Williams told Vrabel he was cancer-free days after the Patriots’ regular season ended with a blowout of Miami. Vrabel told the team a week later. Once Williams returned, he welcomed every player’s embrace, but quickly diverted their attention to a Texans team visiting that Sunday in the divisional round of the playoffs.

“I shook hands and hugged the guys and then, it was like, ‘OK, thank you. Now let’s get ready to win that next game,’” Williams says. “And that’s really what the focus was, because I never really wanted the focus to be about me and my struggles. I didn’t want this to be about me, and what I’m going through. It’s about the players and trying to win.”

Williams stayed at home for the AFC Championship Game and watched the Patriots eke out a 10-7 win on TV. He’s still getting used to having a coach’s view from the couch. But he won’t need to much longer.

Williams’ family will accompany him to Santa Clara, Calif., where the Patriots will stay while they practice in nearby Palo Alto until Super Sunday. Like any good coach, Williams is looking beyond himself these days.

To the next game, the next practice, the next player who needs his help. But to those in need away from the field, those battling cancer and those fighting not for trophies but for time, as he did, Williams has a final message.

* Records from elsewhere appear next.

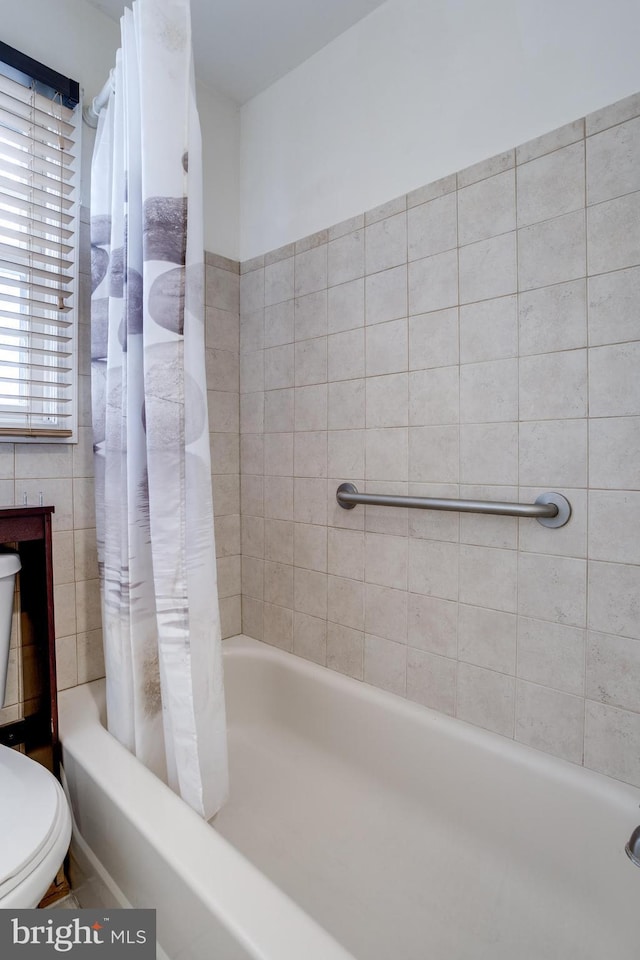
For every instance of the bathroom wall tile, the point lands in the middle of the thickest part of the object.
(385, 610)
(432, 227)
(279, 324)
(550, 721)
(613, 670)
(278, 583)
(311, 315)
(487, 638)
(345, 650)
(310, 547)
(614, 453)
(431, 680)
(310, 592)
(613, 307)
(553, 453)
(310, 638)
(278, 454)
(346, 602)
(251, 338)
(346, 554)
(489, 391)
(433, 568)
(553, 318)
(488, 577)
(253, 578)
(311, 407)
(386, 348)
(310, 500)
(386, 295)
(438, 188)
(345, 355)
(310, 270)
(487, 208)
(489, 330)
(251, 292)
(613, 593)
(345, 306)
(551, 185)
(66, 662)
(612, 162)
(434, 524)
(278, 540)
(489, 453)
(278, 498)
(384, 210)
(552, 588)
(346, 405)
(89, 650)
(252, 618)
(486, 168)
(613, 114)
(614, 526)
(551, 654)
(229, 576)
(613, 234)
(567, 541)
(486, 699)
(252, 536)
(252, 412)
(434, 396)
(612, 742)
(278, 626)
(386, 560)
(386, 243)
(433, 625)
(434, 454)
(552, 252)
(553, 386)
(278, 367)
(433, 283)
(614, 385)
(548, 142)
(346, 452)
(346, 258)
(310, 362)
(310, 454)
(278, 281)
(433, 339)
(387, 401)
(385, 664)
(488, 268)
(387, 454)
(222, 328)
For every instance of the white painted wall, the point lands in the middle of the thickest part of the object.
(417, 90)
(79, 41)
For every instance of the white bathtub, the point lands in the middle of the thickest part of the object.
(359, 825)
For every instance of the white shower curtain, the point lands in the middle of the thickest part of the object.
(156, 549)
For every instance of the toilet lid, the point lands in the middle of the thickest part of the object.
(29, 803)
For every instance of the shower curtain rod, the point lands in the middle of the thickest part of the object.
(91, 113)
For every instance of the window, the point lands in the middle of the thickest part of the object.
(39, 132)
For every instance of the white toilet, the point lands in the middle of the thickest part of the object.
(35, 821)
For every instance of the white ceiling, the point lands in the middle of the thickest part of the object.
(243, 46)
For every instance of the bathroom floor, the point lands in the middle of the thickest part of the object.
(379, 872)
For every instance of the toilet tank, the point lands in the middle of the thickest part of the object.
(9, 566)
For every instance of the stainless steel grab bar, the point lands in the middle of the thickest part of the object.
(549, 509)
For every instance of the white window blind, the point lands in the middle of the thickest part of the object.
(37, 263)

“I would tell them that they’re not alone, and just take it one day at a time. Don’t worry about the things that you can’t control, because you can’t control what might happen a month from now. You can’t control what might happen tomorrow. Just take it truly day by day, and accept support,” he says.

“It’s amazing what happens when we talk, and we’re honest and open. Usually, good things will happen. And I feel like that’s what’s happened for me.”